Minha mãe guarda até hoje o vestido que usei no meu batizado, quando tinha apenas alguns meses de idade. Na minha última visita à cidade natal, lá estava ele no armário: alvo e delicado, como eu imagino que sejam as roupas dos pequenos anjos. Ele sempre esteve lá, desde meu batizado até agora. Mudaram-se os armários, as gavetas e até o alvejante, mas o vestidinho continua pendurado no cabide.
É difícil imaginar que em algum momento eu coube dentro daquele pequeno pedaço de tecido branco. Contudo, o fato de estar guardado até hoje me faz concluir pelo seu duplo significado: para minha mãe, o vestido sou eu, que resolvi sair de um passado querido para lhe fazer uma visita e lembrá-la de quanto amor e cuidado nos cercam; para mim, é a representação de toda a minha infância, a época em que eu cabia não apenas no vestido, mas na vida que se apresentava a meus olhos.
Realmente, até os 15 anos, a minha vida no interior se assemelhava a uma roupa feita sob encomenda, vez que devidamente ajustada a mim e, por isso mesmo, perfeita. Era ali, dentro daquela vida e da casinha onde cresci, apesar de qualquer dificuldade, que eu me sentia mais amada, mais protegida e mais importante do que em qualquer outro lugar do mundo.
Depois, eu começo a perceber que a vida ali já não parece tão perfeita, tão ajustada e que nem o menor dos meus sonhos e esperanças para o futuro poderia caber dentro daquela roupinha pendurada no cabide. É a hora de partir.
Assim como acontece com as roupas, nossa relação com a vida pode se mostrar cheia de percalços.
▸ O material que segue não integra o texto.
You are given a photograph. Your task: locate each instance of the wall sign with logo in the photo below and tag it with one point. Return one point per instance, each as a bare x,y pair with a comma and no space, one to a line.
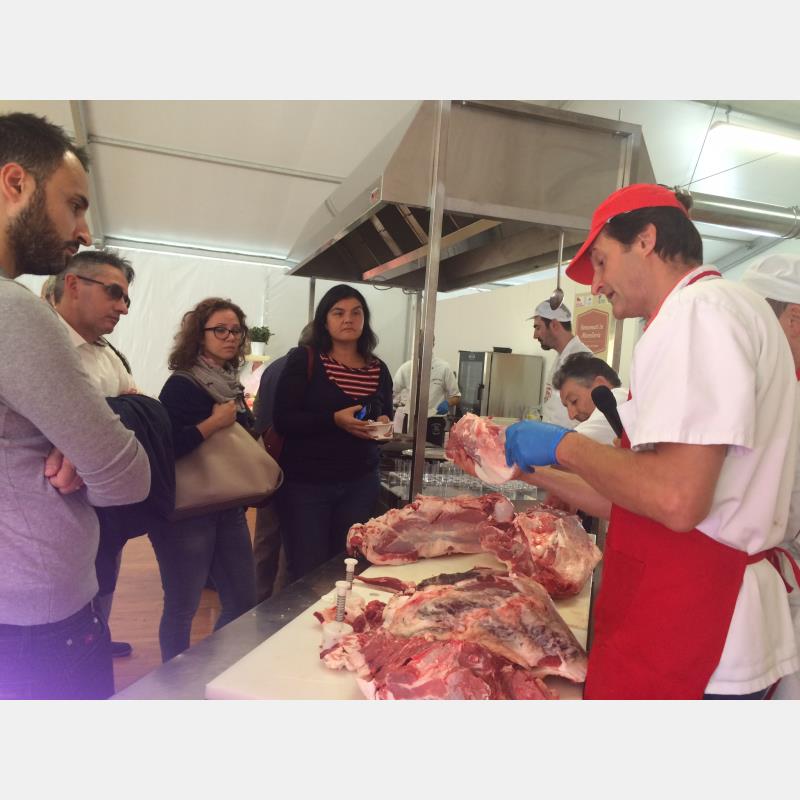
593,323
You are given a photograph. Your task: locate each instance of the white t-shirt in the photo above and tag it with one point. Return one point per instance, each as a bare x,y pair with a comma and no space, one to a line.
714,367
443,384
553,410
597,427
101,364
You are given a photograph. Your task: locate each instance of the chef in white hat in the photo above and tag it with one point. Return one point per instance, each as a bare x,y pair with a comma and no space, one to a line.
777,280
553,330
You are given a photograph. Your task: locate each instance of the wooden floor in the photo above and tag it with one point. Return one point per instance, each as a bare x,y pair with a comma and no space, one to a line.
136,612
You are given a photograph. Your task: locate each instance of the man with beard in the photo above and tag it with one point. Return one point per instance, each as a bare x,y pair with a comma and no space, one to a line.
553,330
52,644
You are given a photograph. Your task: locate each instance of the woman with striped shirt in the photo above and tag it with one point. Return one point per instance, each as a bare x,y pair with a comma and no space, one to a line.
329,459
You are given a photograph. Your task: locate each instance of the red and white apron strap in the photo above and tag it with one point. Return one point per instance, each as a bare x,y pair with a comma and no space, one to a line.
772,555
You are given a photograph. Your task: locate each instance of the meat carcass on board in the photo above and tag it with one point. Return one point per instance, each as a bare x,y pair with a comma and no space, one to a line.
390,667
478,446
510,615
479,634
547,545
429,527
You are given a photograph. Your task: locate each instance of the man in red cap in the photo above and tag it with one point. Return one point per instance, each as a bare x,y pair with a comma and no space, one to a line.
698,495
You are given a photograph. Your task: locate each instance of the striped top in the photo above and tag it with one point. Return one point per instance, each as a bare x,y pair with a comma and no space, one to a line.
354,381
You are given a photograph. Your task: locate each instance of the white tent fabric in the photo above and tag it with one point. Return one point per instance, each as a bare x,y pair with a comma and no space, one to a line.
167,285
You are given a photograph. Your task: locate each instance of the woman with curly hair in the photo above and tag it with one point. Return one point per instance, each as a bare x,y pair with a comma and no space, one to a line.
202,396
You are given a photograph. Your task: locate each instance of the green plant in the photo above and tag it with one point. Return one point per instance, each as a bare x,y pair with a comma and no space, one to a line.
260,334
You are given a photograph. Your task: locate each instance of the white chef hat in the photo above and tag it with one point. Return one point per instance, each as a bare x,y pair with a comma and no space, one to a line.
776,277
544,311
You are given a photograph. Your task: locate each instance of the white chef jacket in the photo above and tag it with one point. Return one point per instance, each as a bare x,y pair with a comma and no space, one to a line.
101,364
597,427
714,367
443,384
552,409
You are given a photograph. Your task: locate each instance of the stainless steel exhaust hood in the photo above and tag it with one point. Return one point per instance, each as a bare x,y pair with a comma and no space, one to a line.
517,175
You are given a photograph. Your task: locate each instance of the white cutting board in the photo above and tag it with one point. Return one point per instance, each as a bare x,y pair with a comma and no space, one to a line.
287,665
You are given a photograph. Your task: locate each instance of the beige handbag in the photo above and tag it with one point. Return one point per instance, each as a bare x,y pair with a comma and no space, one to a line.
227,470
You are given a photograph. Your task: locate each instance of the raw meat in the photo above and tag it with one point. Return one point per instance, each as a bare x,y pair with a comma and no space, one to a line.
358,613
547,545
510,615
478,446
429,527
389,667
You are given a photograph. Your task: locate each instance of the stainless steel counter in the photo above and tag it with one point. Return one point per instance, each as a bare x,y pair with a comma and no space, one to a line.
185,676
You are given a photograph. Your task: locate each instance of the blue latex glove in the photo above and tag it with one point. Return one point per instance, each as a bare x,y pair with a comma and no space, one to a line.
533,444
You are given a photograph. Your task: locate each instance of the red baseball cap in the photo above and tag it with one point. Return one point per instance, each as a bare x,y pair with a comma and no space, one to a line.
629,198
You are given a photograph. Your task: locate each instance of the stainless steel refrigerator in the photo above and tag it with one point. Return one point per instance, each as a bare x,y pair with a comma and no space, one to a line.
500,384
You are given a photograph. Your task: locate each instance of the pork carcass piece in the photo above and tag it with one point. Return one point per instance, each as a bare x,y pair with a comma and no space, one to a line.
547,545
429,527
478,446
359,613
390,667
510,615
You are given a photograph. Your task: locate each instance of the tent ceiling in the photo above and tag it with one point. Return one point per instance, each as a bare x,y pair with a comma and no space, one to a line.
248,175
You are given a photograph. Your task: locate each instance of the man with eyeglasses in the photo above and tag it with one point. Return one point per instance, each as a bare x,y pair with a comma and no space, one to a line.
52,643
91,295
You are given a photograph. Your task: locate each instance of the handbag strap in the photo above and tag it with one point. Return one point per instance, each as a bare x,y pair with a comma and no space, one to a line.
310,361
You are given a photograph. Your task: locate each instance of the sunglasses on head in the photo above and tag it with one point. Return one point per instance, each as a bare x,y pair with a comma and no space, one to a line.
221,332
113,290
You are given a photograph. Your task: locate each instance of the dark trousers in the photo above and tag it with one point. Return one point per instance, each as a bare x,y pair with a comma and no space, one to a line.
188,552
65,660
268,552
315,518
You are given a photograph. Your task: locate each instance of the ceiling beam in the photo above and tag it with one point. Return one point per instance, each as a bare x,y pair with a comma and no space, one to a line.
210,158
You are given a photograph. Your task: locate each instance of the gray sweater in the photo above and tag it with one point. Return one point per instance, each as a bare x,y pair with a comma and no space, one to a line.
48,541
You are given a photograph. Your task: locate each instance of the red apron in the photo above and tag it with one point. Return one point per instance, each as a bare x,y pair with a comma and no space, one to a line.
664,608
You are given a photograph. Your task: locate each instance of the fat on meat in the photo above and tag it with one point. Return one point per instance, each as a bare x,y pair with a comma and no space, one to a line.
477,445
390,667
429,527
510,615
547,545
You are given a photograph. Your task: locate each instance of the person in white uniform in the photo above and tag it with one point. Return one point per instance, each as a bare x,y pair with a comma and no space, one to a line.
90,296
443,393
553,330
777,280
699,493
575,380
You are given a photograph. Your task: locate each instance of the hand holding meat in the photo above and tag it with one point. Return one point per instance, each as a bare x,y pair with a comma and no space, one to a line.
61,473
477,445
345,419
533,444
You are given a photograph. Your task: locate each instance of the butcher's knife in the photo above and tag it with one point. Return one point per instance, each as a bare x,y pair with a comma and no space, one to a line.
607,403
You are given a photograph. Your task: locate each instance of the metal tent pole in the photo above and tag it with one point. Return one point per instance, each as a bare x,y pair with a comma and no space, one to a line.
422,363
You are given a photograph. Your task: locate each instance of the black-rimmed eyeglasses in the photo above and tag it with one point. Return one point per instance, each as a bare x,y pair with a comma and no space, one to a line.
221,332
113,290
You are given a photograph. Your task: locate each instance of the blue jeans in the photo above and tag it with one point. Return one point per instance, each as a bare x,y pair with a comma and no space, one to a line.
315,518
65,660
188,552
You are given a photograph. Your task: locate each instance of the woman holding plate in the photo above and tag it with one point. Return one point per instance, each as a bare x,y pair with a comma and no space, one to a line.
327,415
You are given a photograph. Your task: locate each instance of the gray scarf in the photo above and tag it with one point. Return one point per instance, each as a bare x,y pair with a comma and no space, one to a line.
222,383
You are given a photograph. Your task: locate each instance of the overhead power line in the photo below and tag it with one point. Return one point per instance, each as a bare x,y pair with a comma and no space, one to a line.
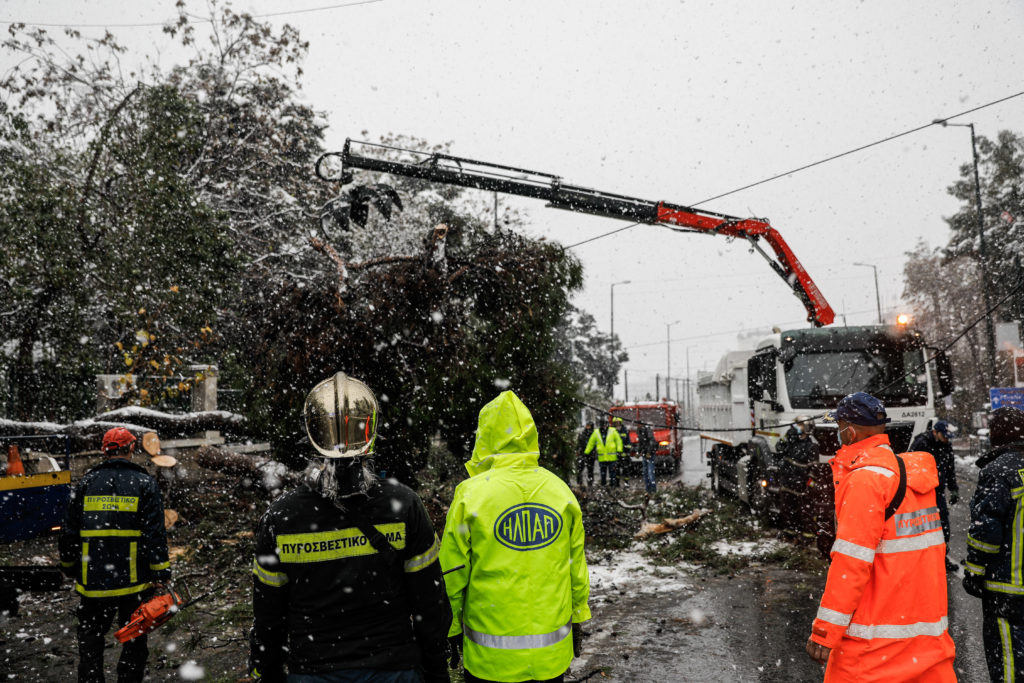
696,428
935,122
195,19
805,167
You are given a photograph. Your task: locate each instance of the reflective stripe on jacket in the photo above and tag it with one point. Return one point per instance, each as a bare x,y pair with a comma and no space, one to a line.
887,583
113,541
518,530
326,598
995,538
612,446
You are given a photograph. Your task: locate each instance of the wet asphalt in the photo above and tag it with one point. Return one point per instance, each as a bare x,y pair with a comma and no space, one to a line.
752,626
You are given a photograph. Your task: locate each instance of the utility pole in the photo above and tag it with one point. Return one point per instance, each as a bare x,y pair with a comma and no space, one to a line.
878,298
668,357
612,322
982,261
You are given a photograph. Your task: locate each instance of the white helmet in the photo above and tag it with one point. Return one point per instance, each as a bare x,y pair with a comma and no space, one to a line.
341,417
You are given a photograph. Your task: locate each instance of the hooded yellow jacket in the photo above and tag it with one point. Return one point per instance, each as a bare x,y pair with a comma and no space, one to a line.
518,529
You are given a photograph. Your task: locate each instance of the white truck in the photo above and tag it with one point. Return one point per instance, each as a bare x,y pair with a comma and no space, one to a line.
748,401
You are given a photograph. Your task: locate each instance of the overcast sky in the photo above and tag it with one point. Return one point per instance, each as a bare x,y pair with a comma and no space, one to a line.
677,101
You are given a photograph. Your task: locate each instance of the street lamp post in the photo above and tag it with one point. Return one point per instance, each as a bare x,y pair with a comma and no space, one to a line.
878,299
989,329
689,389
612,323
668,357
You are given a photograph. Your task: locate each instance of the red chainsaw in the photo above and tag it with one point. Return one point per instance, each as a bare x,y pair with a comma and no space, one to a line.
157,611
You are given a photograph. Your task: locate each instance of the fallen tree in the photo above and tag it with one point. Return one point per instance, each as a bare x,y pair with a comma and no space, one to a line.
87,434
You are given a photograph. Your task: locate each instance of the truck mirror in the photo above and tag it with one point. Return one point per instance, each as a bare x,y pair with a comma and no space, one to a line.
761,385
944,374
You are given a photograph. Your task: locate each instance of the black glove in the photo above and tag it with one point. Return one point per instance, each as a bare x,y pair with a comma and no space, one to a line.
455,650
974,585
577,640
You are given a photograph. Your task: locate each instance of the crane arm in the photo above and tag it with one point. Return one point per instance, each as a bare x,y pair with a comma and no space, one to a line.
463,172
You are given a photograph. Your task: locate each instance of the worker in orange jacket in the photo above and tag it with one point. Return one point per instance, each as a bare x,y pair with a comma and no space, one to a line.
883,615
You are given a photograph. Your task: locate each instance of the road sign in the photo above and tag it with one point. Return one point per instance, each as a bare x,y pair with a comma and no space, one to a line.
1007,396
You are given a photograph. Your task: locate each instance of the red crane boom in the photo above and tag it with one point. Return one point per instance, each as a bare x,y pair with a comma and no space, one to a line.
508,179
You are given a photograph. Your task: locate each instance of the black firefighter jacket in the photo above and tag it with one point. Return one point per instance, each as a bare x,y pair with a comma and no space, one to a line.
325,599
113,542
995,538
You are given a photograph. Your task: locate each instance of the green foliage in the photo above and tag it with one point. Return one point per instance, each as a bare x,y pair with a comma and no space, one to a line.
945,286
174,203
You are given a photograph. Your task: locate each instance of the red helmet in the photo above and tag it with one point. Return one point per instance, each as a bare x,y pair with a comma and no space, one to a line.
119,437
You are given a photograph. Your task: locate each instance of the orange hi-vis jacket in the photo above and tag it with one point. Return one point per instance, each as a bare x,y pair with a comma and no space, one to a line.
884,609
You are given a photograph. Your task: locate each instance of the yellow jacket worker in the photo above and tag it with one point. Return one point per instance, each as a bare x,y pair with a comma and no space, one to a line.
518,530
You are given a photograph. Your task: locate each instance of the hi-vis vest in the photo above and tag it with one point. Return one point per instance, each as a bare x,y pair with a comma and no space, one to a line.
608,449
518,530
113,542
884,609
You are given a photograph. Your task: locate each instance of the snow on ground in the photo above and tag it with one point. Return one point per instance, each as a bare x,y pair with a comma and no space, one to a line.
747,548
629,571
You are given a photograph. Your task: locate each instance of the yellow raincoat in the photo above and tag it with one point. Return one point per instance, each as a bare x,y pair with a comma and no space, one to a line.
518,529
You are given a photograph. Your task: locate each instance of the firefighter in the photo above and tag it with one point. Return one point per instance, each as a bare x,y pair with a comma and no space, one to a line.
646,447
883,615
937,441
585,461
518,530
346,584
995,546
114,545
605,460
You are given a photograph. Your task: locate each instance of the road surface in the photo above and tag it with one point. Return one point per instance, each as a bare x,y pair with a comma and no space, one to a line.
684,624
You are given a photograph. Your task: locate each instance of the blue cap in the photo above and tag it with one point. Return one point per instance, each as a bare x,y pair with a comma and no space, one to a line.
859,409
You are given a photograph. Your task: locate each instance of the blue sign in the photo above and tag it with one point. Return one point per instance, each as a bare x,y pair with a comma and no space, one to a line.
527,526
1007,396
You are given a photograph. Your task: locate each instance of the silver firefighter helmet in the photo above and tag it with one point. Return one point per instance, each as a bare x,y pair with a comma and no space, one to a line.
341,417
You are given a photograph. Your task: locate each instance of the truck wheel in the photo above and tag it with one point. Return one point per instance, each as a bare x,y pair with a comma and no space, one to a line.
759,499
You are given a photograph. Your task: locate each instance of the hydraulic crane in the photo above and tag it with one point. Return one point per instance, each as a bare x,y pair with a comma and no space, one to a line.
463,172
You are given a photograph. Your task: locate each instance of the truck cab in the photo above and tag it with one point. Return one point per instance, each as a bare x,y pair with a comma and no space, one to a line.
755,395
Por vezes, estamos magros de vontade e a vida fica folgada: nos falta entusiasmo, coragem, disposição e até alegria para preencher os espaços vazios que impedem o ajuste perfeito. Em outras situações acontece exatamente o contrário: queremos mais do que a vida pode nos oferecer no momento e tentamos de tudo para caber na vida, desde prender a respiração até forçar o tecido a ponto de quase romper sua estrutura.
Difícil conseguir a tão sonhada medida certa.
O que penso é que talvez jamais consigamos a vida milimetricamente ajustada. Com a idade adulta vem os sonhos, mas também suas ilusões; vem as expectativas e também as frustrações e vem e vão tantas coisas, nunca na mesma proporção. O desequilíbrio passa a ser a essência da vida que levamos.
Isso nos obriga a fazer pequenos reparos, um aqui, outro ali, uma bainha, um corte de retalhos desnecessários, uma pinça no cós das ideias, outras vezes promover uma certa folga nas linhas que insistem em apertar o peito. E assim por diante. O resultado de uma vida apertada é o mesmo das roupas compradas sob efeito da vaidade: marcas. O resultado de uma vida muito folgada: ela nos escapole, como a calça de um tio que sempre esquece de usar cinto.
Ficamos assim, nesse eterno "efeito sanfona", pesadelo das pessoas que tentam emagrecer e depois acabam se descuidando.
Só que sem esse efeito, a sanfona jamais produziria música. Assim também a vida, sem esses ajustes, sem esses momentos de desproporção, jamais seria arte. É verdade que o equilíbrio pode conduzir à perfeição, mas quem disse que não podemos esticar um pouco mais aqui e ali ou deixar uma pequena folguinha nas obrigações para depois?
Não caber mais em determinadas situações nem sempre traz tristeza. No meu caso, sei que jamais voltarei a caber naquele vestido que minha mãe vai guardar para sempre, e provavelmente jamais caberei na mesma vida que tive antes, mas a felicidade reside justamente em saber que já coube e que de lá para cá tudo tem sido perfeito mesmo nos desequilíbrios, mesmo perdendo-se um botão ou remendando-se um pedaço da vida.
Quando alguém está muito contente, falamos que "Não cabe em si de tanta alegria". Pode ser que a felicidade seja isso mesmo. Não caber.